Under the Homestead Act, any citizen could be entitled to 160 acres of "public land", by squatting on it and cultivating it for 5 years. This was intended to help fulfil Jefferson's dream of an America inhabited by sturdy independent yeoman farmers. By 1900, 80 million acres had been claimed this way, and the number of farmers had trebled. But increasingly the small farmers found they could not compete with the big operators, they fell into debt with the banks, and drought led to 100 million acres being ruined by soil erosion. There followed an immense number of foreclosures, attended by riots in amy areas. President Roosevelt attempted to deal with the situation by the Farm Credit Association and the Agricultural Adjustment Act.
Until late in the 19th century, eastern Oklahoma was "Indian Territory", with also a long strip of "public land" in the west. In 1889 the goverment purchased the land from the "Five civilised tribes" and opened it up to homesteader settlement. On April22nd of that year a gun was fired to start the process and there was a veritable cavalry charge of would-be settlers trying to stake a claim to the best land. One of these could have been Grandpa Joad, the tragically senile patriach of the novel, since Steinbeck makes it clear from the towns mentioned in chapter 13 (Sallisaw, Checotah and Henrietta) that the Joad farm was in the extreme east of the state, on former Indian land, near the Arkansas border; the jail at McAlester where Tom was imprisoned being a litle south of this. This means that the Joads and their fellow farmers were not at all like European peasantry, who might have cultivated the same field for countless generations: they identified with the land, but were actually very recent arrivals.
By 1900, 800,000 settlers were in residence, and in 1907 Oklahoma was admitted as a fully-fledged state. Its first Senator was the blind lawyer T. P. Gore; grandfather of the novelist Gore Vidal.
Steinbeck describes the flight of the Joads along Route 66 to California, through towns which will be familiar to those who remember the early Rolling Stones song about the "highway that's the best" (though not, alas, for the Joads and other refugees) - "Oklahoma City; Amarillo; Albuquerque, New Mexico; Flagstaff, Arizona". But the Joads never reach Los Angeles, ending up instead in Bakersfield at the southern end of the San Joaquin valley, where they find nothing but starvation wages and hostility and violence. The only welcoming treatment they receive is at the Arvin Migratory Labour Camp, which, significantly, is run by the Federal government and deeply hated by the locals.
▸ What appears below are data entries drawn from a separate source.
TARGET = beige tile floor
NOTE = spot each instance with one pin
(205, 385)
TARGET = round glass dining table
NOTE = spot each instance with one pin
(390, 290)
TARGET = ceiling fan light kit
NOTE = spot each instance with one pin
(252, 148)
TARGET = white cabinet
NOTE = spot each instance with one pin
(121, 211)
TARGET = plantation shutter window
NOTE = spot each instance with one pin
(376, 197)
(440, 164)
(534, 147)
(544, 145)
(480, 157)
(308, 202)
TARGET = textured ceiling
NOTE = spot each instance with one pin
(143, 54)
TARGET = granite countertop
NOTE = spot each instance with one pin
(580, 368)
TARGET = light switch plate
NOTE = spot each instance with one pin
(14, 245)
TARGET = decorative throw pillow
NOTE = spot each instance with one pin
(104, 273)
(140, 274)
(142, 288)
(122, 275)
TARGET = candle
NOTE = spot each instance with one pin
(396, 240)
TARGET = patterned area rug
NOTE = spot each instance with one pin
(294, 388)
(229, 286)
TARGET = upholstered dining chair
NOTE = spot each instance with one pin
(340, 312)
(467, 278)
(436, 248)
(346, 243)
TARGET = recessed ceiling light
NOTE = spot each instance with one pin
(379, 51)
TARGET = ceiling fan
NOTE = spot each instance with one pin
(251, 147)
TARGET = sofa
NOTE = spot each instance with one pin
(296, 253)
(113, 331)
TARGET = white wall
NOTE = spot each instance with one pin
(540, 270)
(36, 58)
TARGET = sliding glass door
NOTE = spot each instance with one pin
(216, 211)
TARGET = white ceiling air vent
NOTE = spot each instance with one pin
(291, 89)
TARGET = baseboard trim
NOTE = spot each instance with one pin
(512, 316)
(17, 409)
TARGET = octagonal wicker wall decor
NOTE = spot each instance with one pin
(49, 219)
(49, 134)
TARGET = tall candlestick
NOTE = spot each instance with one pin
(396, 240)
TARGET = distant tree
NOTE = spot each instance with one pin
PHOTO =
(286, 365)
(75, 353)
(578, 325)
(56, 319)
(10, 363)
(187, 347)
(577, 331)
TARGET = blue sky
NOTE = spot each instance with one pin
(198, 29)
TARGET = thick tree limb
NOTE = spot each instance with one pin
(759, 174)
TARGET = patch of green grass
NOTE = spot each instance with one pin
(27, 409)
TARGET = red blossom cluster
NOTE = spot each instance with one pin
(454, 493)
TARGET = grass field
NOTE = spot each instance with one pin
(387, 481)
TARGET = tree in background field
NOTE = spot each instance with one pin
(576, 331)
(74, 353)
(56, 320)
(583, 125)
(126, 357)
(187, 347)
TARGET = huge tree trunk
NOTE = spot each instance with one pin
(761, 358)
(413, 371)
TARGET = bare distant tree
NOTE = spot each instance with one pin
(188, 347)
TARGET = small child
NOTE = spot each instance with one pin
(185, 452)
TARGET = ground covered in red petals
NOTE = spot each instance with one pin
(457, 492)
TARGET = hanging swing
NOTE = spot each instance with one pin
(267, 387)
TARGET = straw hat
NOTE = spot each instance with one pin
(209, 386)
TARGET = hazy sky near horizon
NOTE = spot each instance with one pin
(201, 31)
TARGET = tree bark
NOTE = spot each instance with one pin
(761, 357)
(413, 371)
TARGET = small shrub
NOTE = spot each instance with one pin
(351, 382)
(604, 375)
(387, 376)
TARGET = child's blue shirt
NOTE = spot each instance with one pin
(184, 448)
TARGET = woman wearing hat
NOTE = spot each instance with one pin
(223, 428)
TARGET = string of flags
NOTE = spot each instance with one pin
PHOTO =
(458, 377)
Of course Steinbeck is trying to make a left-wing point, but even so we are left wondering why no-one sees the refugee Okies as fellow-citizens in need of help. We can contrast an almost contemporary British case, that of the Jarrow hunger marchers, who on their way to London found widespread public sympathy and the support of M.P.s and other influential people. The Joads, by contrast, are without any friends other than their fellow-refugees. It occurred to me that their sufferings would not have seemed abnormal had they been black: after all, this was the way "niggers" were treated. But the Joads and all their fellow-Okies were white; in fact there are no black characters in the book. To find a modern European parallel we might consider the case of Romanian gypsies: after all, the Okies have had to travel just as far as the gypsies!